Letter: Still many unknowns about cell tower emissions

Letter to the Editor:

The City of Milford should err on the side of caution in its pursuit of the dollar.

Why rush into transforming the existing police and radio communications towers on Eels Hill into a 135 foot tower that will also see AT&T lease space on that very same tower for cell phone relay usage that could endanger the residents who live within one quarter to one half mile from its base with radio frequency microwave transmissions that may be harmful to humans?

Yeah, I know we are all bombarded with RF waves every day from everything from cell phones, wi-fi and laptops. But cell phone towers emit these waves in much stronger and concentrated amounts. I don't think many of us would be willing to chance the effects this electromagnetic radiation would have on our health living under the shadow of one of these towers 24/7.

The International Association of Fire Fighters... “oppose the use of fire stations as base stations for towers and/or antennas for the conduction of cell phone transmissions until a study with the highest scientific merit and integrity on health effects of exposure to low-intensity RF/MW radiation is conducted and it is proven that such sitings are not hazardous to the health of our members.”

Why should Milford citizens assume the risk that our firefighters, who get paid to risk their lives for us everyday, refuse to take?

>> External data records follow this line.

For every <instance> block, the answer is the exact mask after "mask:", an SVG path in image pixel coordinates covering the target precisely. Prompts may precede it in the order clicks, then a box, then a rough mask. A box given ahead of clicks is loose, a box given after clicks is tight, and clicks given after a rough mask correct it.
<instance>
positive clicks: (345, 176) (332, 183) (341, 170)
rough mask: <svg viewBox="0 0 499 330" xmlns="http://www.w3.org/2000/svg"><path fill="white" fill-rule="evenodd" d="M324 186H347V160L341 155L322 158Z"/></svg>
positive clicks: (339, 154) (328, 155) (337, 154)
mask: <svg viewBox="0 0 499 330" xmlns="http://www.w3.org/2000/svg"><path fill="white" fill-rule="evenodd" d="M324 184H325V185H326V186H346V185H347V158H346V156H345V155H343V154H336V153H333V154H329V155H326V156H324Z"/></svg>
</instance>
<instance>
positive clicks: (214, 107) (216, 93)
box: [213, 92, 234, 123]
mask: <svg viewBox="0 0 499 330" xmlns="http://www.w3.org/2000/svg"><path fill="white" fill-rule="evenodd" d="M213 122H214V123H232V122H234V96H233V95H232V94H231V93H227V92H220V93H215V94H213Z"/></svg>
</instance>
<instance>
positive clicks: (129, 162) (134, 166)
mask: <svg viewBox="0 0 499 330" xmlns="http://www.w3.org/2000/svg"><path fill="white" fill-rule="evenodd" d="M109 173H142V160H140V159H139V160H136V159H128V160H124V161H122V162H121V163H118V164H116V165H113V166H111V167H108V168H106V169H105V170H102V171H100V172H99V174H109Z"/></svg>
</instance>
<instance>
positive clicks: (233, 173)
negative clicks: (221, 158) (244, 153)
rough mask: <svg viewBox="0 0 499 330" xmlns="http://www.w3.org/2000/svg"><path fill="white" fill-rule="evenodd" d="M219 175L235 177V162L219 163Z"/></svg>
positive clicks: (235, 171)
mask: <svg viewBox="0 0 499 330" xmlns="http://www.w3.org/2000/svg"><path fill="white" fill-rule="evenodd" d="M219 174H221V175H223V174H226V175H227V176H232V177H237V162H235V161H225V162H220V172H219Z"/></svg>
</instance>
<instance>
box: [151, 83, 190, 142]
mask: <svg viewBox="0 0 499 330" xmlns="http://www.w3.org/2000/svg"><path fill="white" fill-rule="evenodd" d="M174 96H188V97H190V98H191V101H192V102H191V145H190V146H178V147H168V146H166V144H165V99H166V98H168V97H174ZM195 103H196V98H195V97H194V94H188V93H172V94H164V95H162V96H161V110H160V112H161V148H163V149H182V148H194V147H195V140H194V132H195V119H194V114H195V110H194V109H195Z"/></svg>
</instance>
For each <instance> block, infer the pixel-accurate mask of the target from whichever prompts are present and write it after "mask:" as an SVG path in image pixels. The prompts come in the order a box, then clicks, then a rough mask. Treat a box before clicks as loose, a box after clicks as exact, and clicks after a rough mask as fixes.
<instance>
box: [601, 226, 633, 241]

I'm sure there are many areas in Milford that are better suited for construction of such a tower where the taxpayers of Milford won't have to gamble with their health and well being.

Unlike our use of cell phones and laptops, which is voluntary and can be monitored and limited by our own actions, a cell phone tower exposes people to the potential health hazards without our consent or regulation.  In reality, my property is farther away from the proposed tower than residents in Settlers Woods and Settlers Ridge who were never notified of the city's intentions. In fact, the new 135 foot tower probably would not be visible from my property.

This isn't strictly a “not in my back yard” issue per say in my case, despite the fact my property is directly adjacent to Eel's Hill. It is basically a health issue from my point of view.

However, having walked the neighborhoods in question, I can see the concern homeowners might have about property values and the prospect of a huge unsightly tower looming over their heads. Some homes are literally a few short feet away from the proposed site.

We, as Americans, have a right to not be harmed by our neighbors, be they violent drug dealers or government agencies. We all have property rights that should not be sacrificed by bureaucrats with an agenda.  We all want better cell phone service but at what cost?

For anyone to say this is a win-win situation for all involved, I say it is not going to be a victory for the folks who will have to live under the shadow of the tower on Eel's Hill. Until it is firmly established these towers present no risk, the city should reconsider this action. The Board of Alderman should reject this proposal and protect its' constituents rather than sell them out for a few AT&T dollars.